Hong Kong is about to get an annual Asian version of the Oscars, with government assistance of up to HK$5 million.

The first awards ceremony in March will be run by the Hong Kong International Film Festival, which will help raise the festival's standing in Asia.

Festival chairman Wilfred Wong Ying-wai said the government had agreed to provide funds of 'between HK$4 million and HK$5 million' for the event, matching whatever amount the festival raised through sponsorship.

The first Asian Film Awards, which will hand out prizes in 10 categories, will take place on March 20, the opening day of the Hong Kong International Film Festival.

The government's decision to allocate extra funds to help establish the awards is a reversal of fortune for the festival, which has seen budgets cut over the past few years.

Organisers have repeatedly voiced dissatisfaction with the budget cuts imposed since the festival was corporatised in 2003.

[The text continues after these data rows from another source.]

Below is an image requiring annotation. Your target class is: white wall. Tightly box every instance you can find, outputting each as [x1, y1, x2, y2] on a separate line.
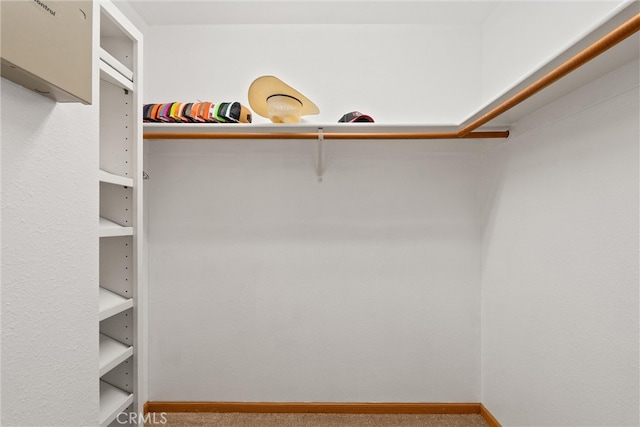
[145, 138, 492, 401]
[137, 1, 640, 416]
[1, 79, 99, 425]
[480, 0, 627, 106]
[114, 0, 150, 37]
[144, 23, 488, 401]
[144, 23, 482, 124]
[480, 60, 639, 426]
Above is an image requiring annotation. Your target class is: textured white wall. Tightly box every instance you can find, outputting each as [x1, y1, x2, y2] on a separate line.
[480, 0, 627, 106]
[480, 60, 639, 426]
[146, 139, 489, 401]
[144, 23, 482, 124]
[1, 79, 99, 425]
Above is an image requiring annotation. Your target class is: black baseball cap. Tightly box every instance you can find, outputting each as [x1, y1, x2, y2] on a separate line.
[338, 111, 374, 123]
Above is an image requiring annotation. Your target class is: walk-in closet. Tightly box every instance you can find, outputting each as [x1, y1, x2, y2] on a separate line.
[2, 1, 638, 426]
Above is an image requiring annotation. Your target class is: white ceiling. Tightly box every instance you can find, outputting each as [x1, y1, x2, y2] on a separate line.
[123, 1, 502, 25]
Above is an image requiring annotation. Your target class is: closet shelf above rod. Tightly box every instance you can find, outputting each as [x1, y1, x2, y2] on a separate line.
[143, 129, 509, 140]
[142, 7, 638, 142]
[458, 10, 640, 136]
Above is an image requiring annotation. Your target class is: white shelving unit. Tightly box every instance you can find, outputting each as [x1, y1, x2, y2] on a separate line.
[100, 217, 134, 237]
[100, 169, 134, 187]
[99, 287, 134, 321]
[99, 381, 134, 426]
[100, 334, 134, 377]
[99, 60, 134, 93]
[97, 1, 143, 425]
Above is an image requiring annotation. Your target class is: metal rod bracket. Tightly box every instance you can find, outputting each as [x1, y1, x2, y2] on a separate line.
[317, 128, 324, 182]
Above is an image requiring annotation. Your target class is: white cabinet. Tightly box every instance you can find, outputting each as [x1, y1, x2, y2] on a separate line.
[97, 1, 143, 425]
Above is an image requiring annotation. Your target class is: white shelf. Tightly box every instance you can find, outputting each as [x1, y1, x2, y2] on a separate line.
[99, 287, 133, 321]
[99, 47, 134, 82]
[99, 334, 133, 377]
[99, 60, 134, 92]
[100, 217, 133, 237]
[99, 380, 134, 427]
[460, 1, 639, 129]
[99, 169, 134, 187]
[143, 122, 463, 135]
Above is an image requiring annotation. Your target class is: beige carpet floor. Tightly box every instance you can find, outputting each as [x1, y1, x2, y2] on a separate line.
[146, 412, 489, 426]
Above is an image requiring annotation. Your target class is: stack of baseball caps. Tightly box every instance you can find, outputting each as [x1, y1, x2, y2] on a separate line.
[143, 101, 252, 123]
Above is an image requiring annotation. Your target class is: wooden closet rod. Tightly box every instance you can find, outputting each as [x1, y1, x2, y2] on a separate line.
[144, 130, 509, 140]
[457, 11, 640, 137]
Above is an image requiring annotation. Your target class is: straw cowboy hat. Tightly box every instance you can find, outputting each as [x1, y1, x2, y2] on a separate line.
[248, 75, 319, 121]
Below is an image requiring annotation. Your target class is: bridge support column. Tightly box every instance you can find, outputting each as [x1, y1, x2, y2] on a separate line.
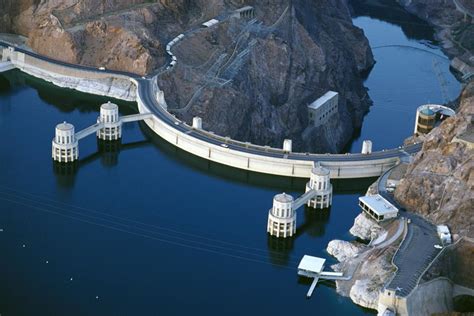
[52, 122, 79, 162]
[305, 164, 332, 209]
[267, 193, 296, 238]
[97, 101, 122, 140]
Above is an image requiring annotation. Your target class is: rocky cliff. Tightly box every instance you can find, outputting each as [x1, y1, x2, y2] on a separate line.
[1, 0, 374, 153]
[396, 0, 474, 77]
[159, 0, 374, 152]
[395, 82, 474, 238]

The festival's ambassador, actor-producer Andy Lau Tak-wah, made a high-profile appeal last year urging the government not to trim its financial support of the festival any further.

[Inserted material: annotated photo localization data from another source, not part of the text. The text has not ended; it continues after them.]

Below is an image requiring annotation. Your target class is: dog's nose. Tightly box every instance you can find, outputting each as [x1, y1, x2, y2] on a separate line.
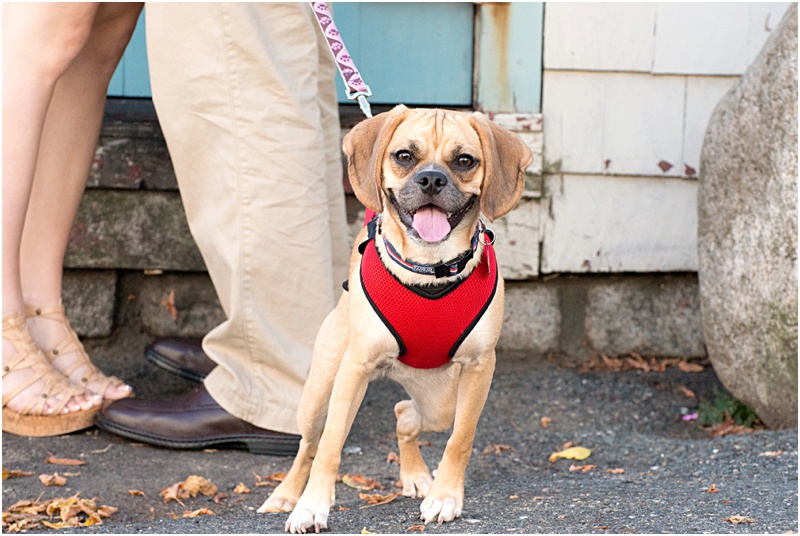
[414, 170, 448, 195]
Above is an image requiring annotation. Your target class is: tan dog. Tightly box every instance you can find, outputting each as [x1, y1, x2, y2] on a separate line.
[258, 105, 532, 533]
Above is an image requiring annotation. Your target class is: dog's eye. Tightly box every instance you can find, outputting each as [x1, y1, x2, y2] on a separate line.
[456, 154, 476, 169]
[394, 150, 414, 164]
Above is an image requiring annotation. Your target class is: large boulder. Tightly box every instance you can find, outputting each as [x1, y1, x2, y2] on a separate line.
[698, 5, 798, 428]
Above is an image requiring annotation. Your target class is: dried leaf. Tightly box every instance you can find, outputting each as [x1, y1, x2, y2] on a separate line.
[706, 484, 719, 493]
[605, 468, 625, 474]
[2, 493, 116, 533]
[540, 417, 551, 429]
[233, 483, 251, 494]
[182, 508, 215, 518]
[725, 515, 756, 525]
[358, 492, 400, 508]
[418, 441, 432, 447]
[759, 450, 784, 457]
[678, 385, 696, 398]
[266, 472, 286, 482]
[45, 455, 85, 466]
[561, 441, 575, 449]
[568, 464, 596, 473]
[162, 289, 178, 320]
[708, 418, 754, 438]
[509, 495, 519, 499]
[361, 528, 376, 534]
[343, 474, 384, 491]
[481, 444, 514, 455]
[128, 489, 146, 497]
[39, 473, 67, 486]
[386, 451, 400, 464]
[213, 493, 228, 505]
[407, 525, 425, 531]
[677, 361, 704, 373]
[160, 475, 218, 504]
[253, 473, 277, 488]
[2, 468, 35, 480]
[549, 446, 591, 463]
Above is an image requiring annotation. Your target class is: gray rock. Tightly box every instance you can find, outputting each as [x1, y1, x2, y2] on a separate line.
[137, 272, 225, 337]
[62, 270, 117, 338]
[697, 5, 798, 428]
[498, 282, 560, 355]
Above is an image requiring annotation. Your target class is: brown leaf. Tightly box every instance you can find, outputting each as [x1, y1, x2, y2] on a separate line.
[161, 289, 178, 321]
[128, 490, 146, 497]
[39, 473, 66, 486]
[358, 492, 400, 508]
[481, 444, 514, 455]
[561, 441, 575, 449]
[233, 483, 251, 494]
[160, 475, 218, 504]
[45, 455, 85, 466]
[361, 528, 376, 535]
[418, 441, 432, 447]
[386, 452, 400, 464]
[2, 493, 117, 532]
[540, 417, 551, 429]
[266, 472, 286, 482]
[708, 418, 754, 438]
[407, 525, 425, 531]
[759, 450, 784, 457]
[568, 464, 596, 473]
[253, 473, 277, 488]
[2, 468, 35, 480]
[706, 484, 720, 493]
[678, 385, 696, 398]
[182, 508, 215, 518]
[213, 493, 228, 505]
[605, 468, 625, 474]
[677, 360, 704, 373]
[724, 515, 755, 525]
[343, 474, 384, 491]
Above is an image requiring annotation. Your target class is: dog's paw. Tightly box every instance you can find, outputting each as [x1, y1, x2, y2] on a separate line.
[400, 468, 433, 498]
[419, 484, 463, 525]
[257, 493, 297, 514]
[285, 499, 330, 534]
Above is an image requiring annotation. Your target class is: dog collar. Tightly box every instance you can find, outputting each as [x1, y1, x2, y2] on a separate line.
[360, 215, 494, 279]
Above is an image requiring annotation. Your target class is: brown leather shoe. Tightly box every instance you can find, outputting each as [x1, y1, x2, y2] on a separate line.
[94, 386, 300, 455]
[145, 337, 216, 382]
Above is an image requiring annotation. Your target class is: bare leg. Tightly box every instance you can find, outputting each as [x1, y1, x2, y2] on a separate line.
[2, 2, 103, 415]
[21, 2, 142, 401]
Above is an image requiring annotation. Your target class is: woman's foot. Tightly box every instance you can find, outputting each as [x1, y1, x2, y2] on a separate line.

Lau said the event was receiving only one-sixth the money its regional competitors were getting from their governments.

Mr Wong said the goal was to position the event as the Asian equivalent of the Academy Awards and the European Film Awards, helping the Hong Kong International Film Festival and the city's film industry 'attain its place on the international stage'.

The awards will serve not only as the curtain-raiser to the film festival but also the opening event of this year's Entertainment Expo, a four-week affair that includes Filmart, the Hong Kong-Asia Film Financing Forum, the Hong Kong Film Awards and the Independent Short Film and Video Awards.

Films from the mainland and Hong Kong made up about 100 of about 700 from which the winners are being chosen. To be eligible, films had to have English subtitles.

In the running for best film are Zhang Yimou's Curse of the Golden Flower, Johnnie To Kei-fung's Exiled and Jia Zhangke's Still Life, as well as The Host from South Korea, Love and Honour from Japan and Opera Jawa, an Indonesian-Austrian joint production.